Furthermore, Amazon continues to make heavy investments in transportation, video content, and online streaming to compete against Netflix and other brands. When all the entertainment spots were shut down due to COVID-19, people heavily relied on online content to keep themselves occupied and happy. Amazon Prime Video continued to provide a plethora of benefits to the company.
Besides, Amazon has now become the third-largest digital advertising platform in the world. Therefore, the company is continuing to provide ad services to various sellers and publishers and is receiving enormous profits. In the second quarter, Amazon ad sales reached 41%, i.e., $4.2 billion (according to Ad News Report).
In the second quarter, the estimated revenue forecast for Amazon was $81.53 billion. However, Amazon has beaten up the forecast when it reported sales of $88.9 billion. What was more surprising for many investors was the fact that the company’s adjusted earnings were 600% higher than the estimations made by the analysts. On Oct 29, the adjusted earnings per share were reported to be $12.37, which was much higher than the estimated $7.48.
A cursory glance at the history of Amazon shows that the company has been using a robust marketing strategy by focusing on the top-line growth and sacrificing profit margins for extensive positive results. It is this strategy that has made Amazon attain the topmost position in the business world.
Expectations To Increase Earnings
Various analysts have estimated that the company will increase its earnings at a rate of 36% per year for the next five years. Quite impressive, right?
What are the Possible Risks of Buying Amazon Stocks Now?
Let’s now have a look at some possible risks that might decrease the value of amazon stocks.
- Due to the increasing e-Commerce competition, Amazon stocks may grow slower than expected.
- Although Amazon is the largest online retailer, it is still facing high competition in direct-to-consumer online sales.
- According to Bailey, additional risks might include the diminishing enthusiasm for FAANG (Facebook, Apple, Amazon, Netflix, and Alphabet) stock. It will become really hard for Amazon to keep the enthusiasm intact once it will start declining.
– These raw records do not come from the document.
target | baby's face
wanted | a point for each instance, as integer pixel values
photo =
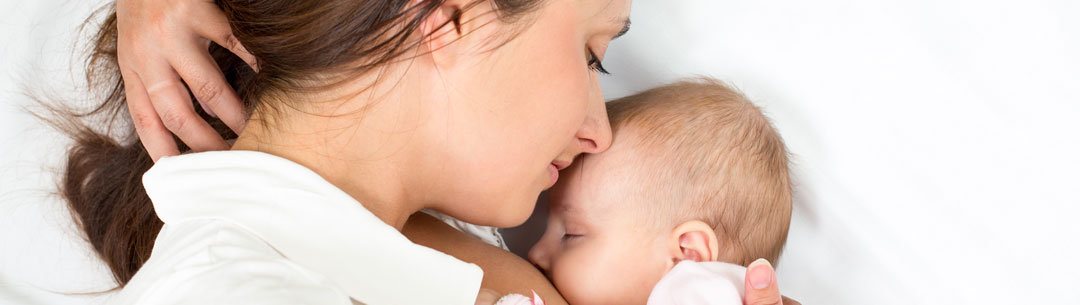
(596, 250)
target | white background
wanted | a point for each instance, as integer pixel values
(934, 143)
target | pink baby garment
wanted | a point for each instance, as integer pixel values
(700, 283)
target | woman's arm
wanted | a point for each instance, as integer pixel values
(503, 272)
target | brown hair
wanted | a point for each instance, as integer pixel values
(299, 45)
(711, 155)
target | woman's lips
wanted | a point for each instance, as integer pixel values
(554, 168)
(553, 172)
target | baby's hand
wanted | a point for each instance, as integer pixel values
(488, 296)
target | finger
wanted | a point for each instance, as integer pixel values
(213, 25)
(157, 140)
(760, 284)
(171, 101)
(205, 79)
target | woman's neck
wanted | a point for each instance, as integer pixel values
(358, 156)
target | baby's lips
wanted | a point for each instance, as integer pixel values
(520, 300)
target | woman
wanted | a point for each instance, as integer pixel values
(361, 115)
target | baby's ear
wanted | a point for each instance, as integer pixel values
(694, 240)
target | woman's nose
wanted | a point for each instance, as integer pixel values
(595, 132)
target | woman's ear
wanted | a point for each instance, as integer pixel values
(694, 240)
(440, 29)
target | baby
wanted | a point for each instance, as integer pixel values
(696, 173)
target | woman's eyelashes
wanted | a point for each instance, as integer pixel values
(594, 63)
(568, 237)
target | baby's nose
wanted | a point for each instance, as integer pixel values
(539, 256)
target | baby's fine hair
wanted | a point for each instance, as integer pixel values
(710, 155)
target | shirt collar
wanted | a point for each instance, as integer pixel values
(310, 222)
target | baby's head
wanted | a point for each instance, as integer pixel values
(696, 172)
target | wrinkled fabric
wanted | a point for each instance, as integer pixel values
(246, 227)
(700, 283)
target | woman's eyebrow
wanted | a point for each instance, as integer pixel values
(623, 30)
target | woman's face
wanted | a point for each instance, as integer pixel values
(515, 114)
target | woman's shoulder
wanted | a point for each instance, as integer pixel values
(216, 262)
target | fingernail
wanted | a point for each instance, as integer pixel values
(206, 108)
(760, 274)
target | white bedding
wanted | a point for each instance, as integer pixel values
(934, 142)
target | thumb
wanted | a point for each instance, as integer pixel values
(760, 284)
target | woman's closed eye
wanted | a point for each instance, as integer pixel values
(594, 63)
(569, 237)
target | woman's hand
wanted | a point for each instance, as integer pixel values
(761, 288)
(160, 42)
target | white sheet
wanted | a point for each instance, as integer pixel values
(934, 142)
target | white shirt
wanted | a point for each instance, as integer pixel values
(246, 227)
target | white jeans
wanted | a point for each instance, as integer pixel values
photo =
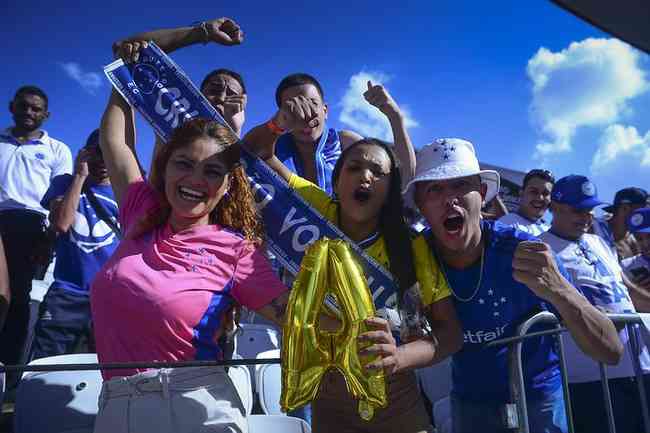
(181, 400)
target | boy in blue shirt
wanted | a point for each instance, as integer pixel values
(83, 212)
(499, 276)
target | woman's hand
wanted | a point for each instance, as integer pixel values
(224, 31)
(383, 344)
(129, 51)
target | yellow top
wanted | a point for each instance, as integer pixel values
(433, 284)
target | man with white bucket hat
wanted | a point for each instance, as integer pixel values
(499, 277)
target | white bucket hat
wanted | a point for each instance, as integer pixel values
(449, 158)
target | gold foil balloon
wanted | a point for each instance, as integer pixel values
(309, 352)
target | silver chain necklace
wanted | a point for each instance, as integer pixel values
(478, 284)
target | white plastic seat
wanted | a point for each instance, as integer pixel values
(435, 380)
(241, 378)
(58, 401)
(442, 415)
(253, 339)
(276, 424)
(269, 388)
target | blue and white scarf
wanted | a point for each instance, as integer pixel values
(165, 96)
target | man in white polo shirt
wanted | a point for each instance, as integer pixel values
(535, 199)
(29, 160)
(595, 271)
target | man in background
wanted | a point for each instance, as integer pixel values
(614, 230)
(83, 213)
(535, 200)
(29, 160)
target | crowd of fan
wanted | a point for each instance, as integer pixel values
(156, 268)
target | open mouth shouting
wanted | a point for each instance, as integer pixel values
(362, 195)
(190, 194)
(453, 223)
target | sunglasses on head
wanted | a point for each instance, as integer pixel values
(541, 173)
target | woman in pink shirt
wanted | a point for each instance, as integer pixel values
(191, 251)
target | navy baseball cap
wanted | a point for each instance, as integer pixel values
(576, 191)
(631, 195)
(639, 221)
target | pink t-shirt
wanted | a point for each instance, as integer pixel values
(162, 296)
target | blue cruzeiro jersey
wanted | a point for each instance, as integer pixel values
(493, 311)
(89, 242)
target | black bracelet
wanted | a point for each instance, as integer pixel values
(204, 27)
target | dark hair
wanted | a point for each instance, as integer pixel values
(546, 175)
(392, 224)
(223, 71)
(32, 90)
(293, 80)
(236, 210)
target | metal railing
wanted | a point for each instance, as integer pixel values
(517, 411)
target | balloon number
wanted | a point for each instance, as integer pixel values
(309, 352)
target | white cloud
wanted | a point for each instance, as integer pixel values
(362, 117)
(89, 81)
(590, 83)
(621, 144)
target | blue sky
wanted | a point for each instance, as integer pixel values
(527, 83)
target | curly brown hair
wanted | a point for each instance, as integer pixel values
(235, 210)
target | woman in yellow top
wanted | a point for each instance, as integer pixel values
(367, 207)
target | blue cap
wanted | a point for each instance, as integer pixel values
(639, 221)
(576, 191)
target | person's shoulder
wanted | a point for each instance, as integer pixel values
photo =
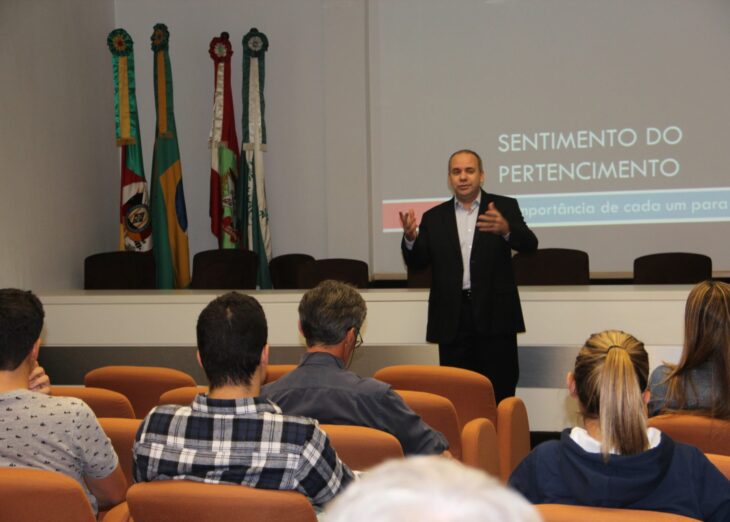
(445, 206)
(166, 410)
(499, 199)
(295, 428)
(58, 402)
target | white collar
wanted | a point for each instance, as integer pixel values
(589, 444)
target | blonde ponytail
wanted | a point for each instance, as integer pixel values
(611, 373)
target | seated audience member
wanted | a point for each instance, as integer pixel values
(230, 435)
(51, 433)
(321, 387)
(701, 380)
(616, 461)
(429, 489)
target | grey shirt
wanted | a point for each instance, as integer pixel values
(56, 434)
(698, 389)
(323, 389)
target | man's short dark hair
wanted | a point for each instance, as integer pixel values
(466, 151)
(328, 311)
(21, 322)
(232, 334)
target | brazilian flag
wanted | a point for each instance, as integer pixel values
(169, 218)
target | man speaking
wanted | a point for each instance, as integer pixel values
(474, 309)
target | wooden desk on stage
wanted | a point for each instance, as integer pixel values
(86, 329)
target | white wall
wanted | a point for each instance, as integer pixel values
(59, 164)
(58, 183)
- Sustaining the rates of growth to justify the price-earnings ratio is itself a challenging task in the highly competitive market.
Should You Buy The Amazon Stocks?
Now, we come back to the question in purview. If we compare the risks with the company’s potential, there are fewer reasons to not buy Amazon stocks.
After digging into the company’s net incomes, earnings, revenue generations, management system, diversified business model, marketing strategies, and suitability, one can easily detect that Amazon has great growth potential for the future years. This simply means Amazon is a great buy today!